Over two decades Grabowsky explored ways to combine ‘Western’ music with the traditions of the world’s oldest-continuing culture. Hugh Roberston, Editorial Manager of the Sydney Symphony Orchestra, writes that “ With Wata … he has arrived somewhere new, old, familiar and unique all at the same time”.
Wata is a coming together of orchestral music and improvised music with the manikay, songs and ceremonial music of the people of Ngukurr, Southeast Arnhem Land.

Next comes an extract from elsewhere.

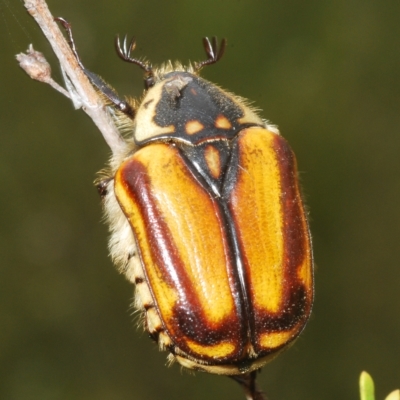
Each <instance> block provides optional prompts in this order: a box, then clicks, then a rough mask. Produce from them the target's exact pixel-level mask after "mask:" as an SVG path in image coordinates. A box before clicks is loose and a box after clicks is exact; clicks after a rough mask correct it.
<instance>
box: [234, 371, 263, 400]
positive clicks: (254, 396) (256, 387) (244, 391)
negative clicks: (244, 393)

Wata is based on the seven parts of the Djuwalpada cycle where an ancestral figure walks through the land creating the cycle of birth, death, regeneration and the things needed to sustain life – a cycle that represents a model of “a holistically interconnected universe.” It’s a universal theme that connects the past with the now and the forever.

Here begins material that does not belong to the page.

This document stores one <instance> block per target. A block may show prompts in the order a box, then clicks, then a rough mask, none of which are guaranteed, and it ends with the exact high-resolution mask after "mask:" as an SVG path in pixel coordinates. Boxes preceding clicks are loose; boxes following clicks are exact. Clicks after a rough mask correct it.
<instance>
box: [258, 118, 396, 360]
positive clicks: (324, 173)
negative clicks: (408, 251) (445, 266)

This is the first performance of Wata since its world premiere in Melbourne in 2021. It introduces Daniel Wilfred – vocals and biḻma (clap sticks) and David Wilfred – yiḏaki (Arnhem Land didgeridoo) – to the Sydney stage, along with soloists Aviva Endean (bass clarinet), Peter Knight (trumpet and electronics), Erkki Veltheim(violin) and Helen Svoboda (double bass and vocals). And of course the wonderful Sydney Symphony Orchestra conducted by the very busy, energetic Benjamin Northey.
It was intriguing to listen to the original manikay sung by Daniel Wilfred accompanied by David Wilfred and the yiḏaki, hear them picked up and improvised by the soloists on their very different instruments, then orchestrated in Grabowsky’s composition played triumphantly by the orchestra.

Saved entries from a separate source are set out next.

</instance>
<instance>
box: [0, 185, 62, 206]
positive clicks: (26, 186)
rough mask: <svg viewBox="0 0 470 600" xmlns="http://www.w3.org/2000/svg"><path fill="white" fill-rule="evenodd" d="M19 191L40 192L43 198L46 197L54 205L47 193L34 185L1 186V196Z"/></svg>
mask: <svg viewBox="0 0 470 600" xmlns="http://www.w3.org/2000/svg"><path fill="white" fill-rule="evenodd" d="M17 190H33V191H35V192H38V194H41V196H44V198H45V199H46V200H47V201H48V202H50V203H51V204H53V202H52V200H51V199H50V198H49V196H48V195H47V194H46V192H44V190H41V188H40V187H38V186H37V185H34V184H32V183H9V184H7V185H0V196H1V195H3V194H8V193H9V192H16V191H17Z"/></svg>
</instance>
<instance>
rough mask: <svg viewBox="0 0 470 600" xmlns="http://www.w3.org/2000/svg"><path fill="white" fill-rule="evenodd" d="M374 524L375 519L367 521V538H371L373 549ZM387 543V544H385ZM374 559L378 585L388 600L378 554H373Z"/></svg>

Powerful, ritualistic words sung clearly, improvised by soloists who vary and contrast the motifs, then echoed and re-echoed in music created by an empathetic composer who brings the different elements together so they connect to become what Paul Grabowsky describes as a “living, breathing, organic musical world.
It was a privilege to be part of the audience for Wata’s first performance in Sydney.